Dr Oppermann said the crisis also opened the door for wider collaboration around effective data governance.

“A lot of people were able to put their shoulders to the wheel and it was great,” he said.

“I wouldn’t wish the pandemic to last longer, but that sense of focus and urgency was really very useful for moving the conversation forward.”

Having conducted a successful live test of the data sharing framework, Dr Oppermann wants to see data use expanded to help improve society beyond pandemic responses.

“The ideal to me at the moment is mapping the infinite complexity of the world that we live in into outcomes frameworks: one around people, one around the economy, and one around the environment,” he said.

“There was a great opportunity to rapidly prototype the way we describe certain indicators and measure how, when levers are applied in a health response, for example, it affects levers in other domains.

“Being able to have an honest, open debate about where the dial should be set, how much is appropriate, and what’s the relative impact from one to the other embraces so much more complexity than we’ve ever been able to embrace.”

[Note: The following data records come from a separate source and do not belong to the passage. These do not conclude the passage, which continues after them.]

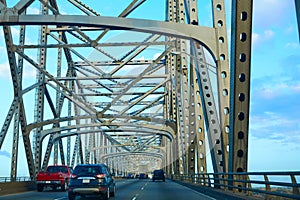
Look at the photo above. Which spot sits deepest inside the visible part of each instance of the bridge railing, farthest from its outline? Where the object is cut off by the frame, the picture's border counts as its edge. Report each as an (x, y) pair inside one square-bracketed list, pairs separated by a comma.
[(259, 184), (17, 179)]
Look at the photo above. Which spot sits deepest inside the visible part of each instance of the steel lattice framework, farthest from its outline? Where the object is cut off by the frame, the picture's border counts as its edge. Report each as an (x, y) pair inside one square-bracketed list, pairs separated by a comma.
[(126, 90)]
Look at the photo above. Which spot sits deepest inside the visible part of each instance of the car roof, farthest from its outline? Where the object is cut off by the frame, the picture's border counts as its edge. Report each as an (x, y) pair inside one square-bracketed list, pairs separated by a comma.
[(89, 165)]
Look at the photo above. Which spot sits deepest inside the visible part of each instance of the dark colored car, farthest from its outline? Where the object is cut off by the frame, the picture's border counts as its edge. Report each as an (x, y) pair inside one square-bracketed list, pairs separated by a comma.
[(91, 179), (158, 175)]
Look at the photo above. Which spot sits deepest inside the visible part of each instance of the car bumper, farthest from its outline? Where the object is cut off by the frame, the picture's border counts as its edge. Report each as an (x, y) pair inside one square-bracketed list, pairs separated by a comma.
[(95, 190), (49, 182)]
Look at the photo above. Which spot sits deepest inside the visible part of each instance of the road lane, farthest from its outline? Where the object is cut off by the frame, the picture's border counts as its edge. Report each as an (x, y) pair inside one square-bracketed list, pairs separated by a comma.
[(127, 189)]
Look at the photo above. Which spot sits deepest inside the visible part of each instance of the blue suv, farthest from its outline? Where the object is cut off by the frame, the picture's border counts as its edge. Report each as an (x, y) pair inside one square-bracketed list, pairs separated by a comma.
[(91, 179)]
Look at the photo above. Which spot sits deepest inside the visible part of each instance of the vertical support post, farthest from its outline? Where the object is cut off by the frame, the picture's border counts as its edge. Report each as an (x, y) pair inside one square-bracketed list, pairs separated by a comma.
[(240, 84)]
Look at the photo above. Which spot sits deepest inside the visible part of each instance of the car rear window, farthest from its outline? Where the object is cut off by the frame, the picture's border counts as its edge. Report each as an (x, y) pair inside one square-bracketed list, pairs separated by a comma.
[(54, 169), (83, 170)]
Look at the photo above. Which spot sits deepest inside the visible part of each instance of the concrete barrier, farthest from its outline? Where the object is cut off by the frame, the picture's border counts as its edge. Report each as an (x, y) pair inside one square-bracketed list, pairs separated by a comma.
[(16, 187)]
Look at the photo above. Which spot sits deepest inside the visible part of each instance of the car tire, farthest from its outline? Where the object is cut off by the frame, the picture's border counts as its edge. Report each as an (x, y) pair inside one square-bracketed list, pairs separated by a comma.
[(40, 188), (64, 186), (112, 194), (106, 195), (71, 196)]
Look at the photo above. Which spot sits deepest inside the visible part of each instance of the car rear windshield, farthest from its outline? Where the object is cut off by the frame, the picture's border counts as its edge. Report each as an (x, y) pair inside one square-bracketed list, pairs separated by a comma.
[(86, 170)]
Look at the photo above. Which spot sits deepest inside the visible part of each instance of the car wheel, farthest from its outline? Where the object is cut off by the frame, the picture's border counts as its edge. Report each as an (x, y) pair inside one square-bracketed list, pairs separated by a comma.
[(64, 186), (40, 188), (106, 195), (71, 196), (112, 194)]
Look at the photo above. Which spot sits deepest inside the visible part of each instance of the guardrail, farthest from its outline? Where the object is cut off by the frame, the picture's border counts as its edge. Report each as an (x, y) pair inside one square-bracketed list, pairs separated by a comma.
[(17, 179), (259, 184)]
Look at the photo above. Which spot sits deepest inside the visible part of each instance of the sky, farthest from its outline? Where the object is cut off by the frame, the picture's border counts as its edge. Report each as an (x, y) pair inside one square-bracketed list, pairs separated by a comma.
[(274, 129)]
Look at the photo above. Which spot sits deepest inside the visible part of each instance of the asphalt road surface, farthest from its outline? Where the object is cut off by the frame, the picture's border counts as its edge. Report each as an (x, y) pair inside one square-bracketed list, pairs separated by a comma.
[(127, 189)]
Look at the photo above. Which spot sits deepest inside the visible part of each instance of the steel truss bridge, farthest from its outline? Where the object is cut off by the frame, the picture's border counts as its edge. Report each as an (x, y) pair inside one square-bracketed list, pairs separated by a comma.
[(132, 91)]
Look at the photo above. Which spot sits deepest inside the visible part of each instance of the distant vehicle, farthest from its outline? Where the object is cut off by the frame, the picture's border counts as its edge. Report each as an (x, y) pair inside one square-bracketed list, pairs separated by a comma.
[(54, 176), (129, 176), (91, 179), (143, 176), (158, 175)]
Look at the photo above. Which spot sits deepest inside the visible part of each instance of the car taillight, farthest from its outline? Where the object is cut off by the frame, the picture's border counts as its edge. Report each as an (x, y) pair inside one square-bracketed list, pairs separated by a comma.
[(73, 175), (100, 175)]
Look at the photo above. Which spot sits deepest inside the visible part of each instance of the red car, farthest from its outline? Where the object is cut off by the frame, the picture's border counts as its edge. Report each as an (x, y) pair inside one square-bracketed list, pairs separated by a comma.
[(54, 176)]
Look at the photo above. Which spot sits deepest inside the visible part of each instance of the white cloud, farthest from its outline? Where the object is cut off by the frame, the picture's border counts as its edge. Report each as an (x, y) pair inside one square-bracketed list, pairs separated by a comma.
[(28, 71), (258, 39), (32, 10), (269, 12), (4, 70), (292, 45)]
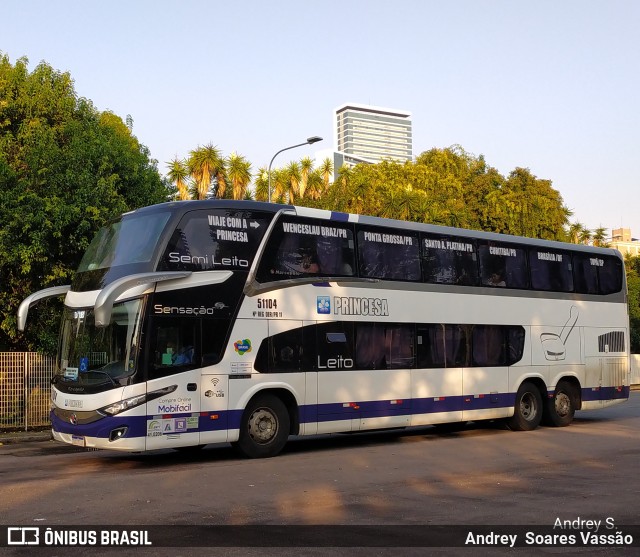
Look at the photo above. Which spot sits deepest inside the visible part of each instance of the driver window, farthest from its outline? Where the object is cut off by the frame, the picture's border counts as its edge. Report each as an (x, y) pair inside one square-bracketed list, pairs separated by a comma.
[(175, 346)]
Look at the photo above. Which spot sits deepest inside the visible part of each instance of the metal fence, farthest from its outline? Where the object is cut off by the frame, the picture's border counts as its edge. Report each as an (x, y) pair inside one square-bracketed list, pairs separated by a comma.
[(24, 389)]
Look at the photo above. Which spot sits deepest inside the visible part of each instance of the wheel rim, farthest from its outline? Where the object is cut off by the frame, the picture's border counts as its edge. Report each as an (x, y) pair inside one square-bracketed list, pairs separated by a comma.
[(263, 426), (528, 407), (563, 404)]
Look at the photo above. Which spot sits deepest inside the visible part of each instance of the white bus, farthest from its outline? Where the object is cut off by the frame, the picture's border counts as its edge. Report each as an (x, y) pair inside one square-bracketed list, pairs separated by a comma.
[(201, 322)]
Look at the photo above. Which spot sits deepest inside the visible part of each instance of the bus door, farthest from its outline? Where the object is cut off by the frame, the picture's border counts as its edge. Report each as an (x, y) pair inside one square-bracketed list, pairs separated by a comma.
[(364, 375), (340, 390), (173, 418), (485, 379), (437, 381)]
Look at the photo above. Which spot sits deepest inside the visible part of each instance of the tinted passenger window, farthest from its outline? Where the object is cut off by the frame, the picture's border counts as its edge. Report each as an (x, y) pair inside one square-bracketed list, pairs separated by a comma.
[(609, 275), (449, 260), (489, 345), (301, 247), (388, 254), (281, 353), (503, 265), (597, 274), (384, 346), (585, 274), (431, 349), (335, 346), (550, 270)]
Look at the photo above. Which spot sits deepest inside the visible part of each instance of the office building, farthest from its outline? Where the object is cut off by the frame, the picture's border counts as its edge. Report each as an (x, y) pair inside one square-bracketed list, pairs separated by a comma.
[(372, 134), (622, 241)]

COVID-19 has been a crisis that shows how the different levers wielded by governments affect other aspects of the economy, our lives, and the environment.

Dr Oppermann is hopeful that the lessens learned by the pandemic will continue to be applied.

“As the pressure was applied to clamp down in order to drive the health response, we didn’t have an ability to see what’s happening in other outcomes associated with people,” he said.

“We want to have that understanding of things like mental health burden increase, or domestic family violence burden increase when lockdown policies are applied.

“Before, we didn’t have a way of seeing how, as we applied the policy of lockdown for health, that moves the dials of other human services outcomes, or economic outcomes, or environmental outcomes.”

Privacy, please

As governments are embracing the complexity of a data rich world, they need to be mindful of privacy and the risk that someone might use public data for nefarious means.

After the Department of Health released the medical billing records of around 2.9 million Australians to help with research, it was quickly determined that patients within the dataset could be re-identified using other publicly available information.

Clearly, there is a need to balance the usefulness of data for research and the privacy of people who have surrendered that information while going about their lives.

What the personal identification factor and data sharing framework does is strike a balance between the two: it holds that there can be an empirically determined point within datasets that can maintain utility and privacy.

“There is no problem that data will not help to better inform or better understand, provided the data quality is appropriate and the chain of governance and handling is appropriately understood,” Dr Oppermann said.

“If your data is 99 per cent pure, that’s great.

“If your data gives you 99 per cent coverage of the problem, you can make some pretty powerful insights.

“If your data is 99 per cent accurate, you can do some pretty powerful things.

“But as those different dimensions start to fall back, the quality starts to fall and what’s appropriate to do with the data starts to fall back pretty quickly."